『ティモシー先生』っ!!
[そこには見覚えのある姿。男と同じ、生物教師。
普段は穏やかな笑顔を見せていた老年の教師が、千切れた肉片を咀嚼している。
壁に寄りかかり、項を垂れている生徒の――――先ほど生物学教室を後にしたばかりのザック>>168の腹を、食い破り。

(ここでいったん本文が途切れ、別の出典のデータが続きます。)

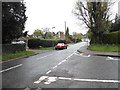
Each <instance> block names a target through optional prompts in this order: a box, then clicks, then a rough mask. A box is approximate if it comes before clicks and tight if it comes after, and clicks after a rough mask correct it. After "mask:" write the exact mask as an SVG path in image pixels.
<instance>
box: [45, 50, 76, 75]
mask: <svg viewBox="0 0 120 90" xmlns="http://www.w3.org/2000/svg"><path fill="white" fill-rule="evenodd" d="M74 53H76V51H75V52H73V53H72V54H71V55H69V56H68V57H67V58H66V59H64V60H62V61H61V62H59V63H58V64H57V65H55V66H54V67H52V70H53V69H55V68H57V67H58V66H59V65H61V64H62V63H64V62H66V61H67V59H69V58H70V57H71V56H72V55H73V54H74ZM52 70H49V71H47V72H46V74H49V73H51V72H52Z"/></svg>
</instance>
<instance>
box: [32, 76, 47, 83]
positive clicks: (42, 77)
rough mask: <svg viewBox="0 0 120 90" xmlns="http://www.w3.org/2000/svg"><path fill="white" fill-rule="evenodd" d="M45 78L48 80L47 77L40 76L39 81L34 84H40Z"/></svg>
mask: <svg viewBox="0 0 120 90" xmlns="http://www.w3.org/2000/svg"><path fill="white" fill-rule="evenodd" d="M46 78H48V76H41V77H40V78H39V80H38V81H35V82H34V83H40V82H42V81H43V80H45V79H46Z"/></svg>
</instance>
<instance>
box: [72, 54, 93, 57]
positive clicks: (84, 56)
mask: <svg viewBox="0 0 120 90" xmlns="http://www.w3.org/2000/svg"><path fill="white" fill-rule="evenodd" d="M74 54H75V55H77V56H82V57H90V56H91V55H83V53H81V54H77V53H74Z"/></svg>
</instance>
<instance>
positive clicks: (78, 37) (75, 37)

意識が混濁しているのかもしれない。あっ、あっ、と呻き続ける少年の顔はすでに蒼白。
男の出現に反応を示さないザックのかわりに、皺と血痕が刻まれた顔が、男の方角と向けられた]
な、なんてことをされているんですかっ!?
正気ですか!? ティモシー先生!!
[同僚の顔に、正気の色が見えないことは明白だった。
されど男はティモシーを無視し、白衣からビニール手袋を取り出し装着した。
ティモシー以前に、今はザックだ。彼の腹の傷は、傍目に重傷。
……いや、現実を見るならば、腹から胸まで大きく開いた爛れた赤い穴を見るならば、すでに手遅れかもしれない。
ともあれ、男は車いすのままザックの方へと向かっていき……こちらに向かってくる人物とは、すれ違いとなってしまった。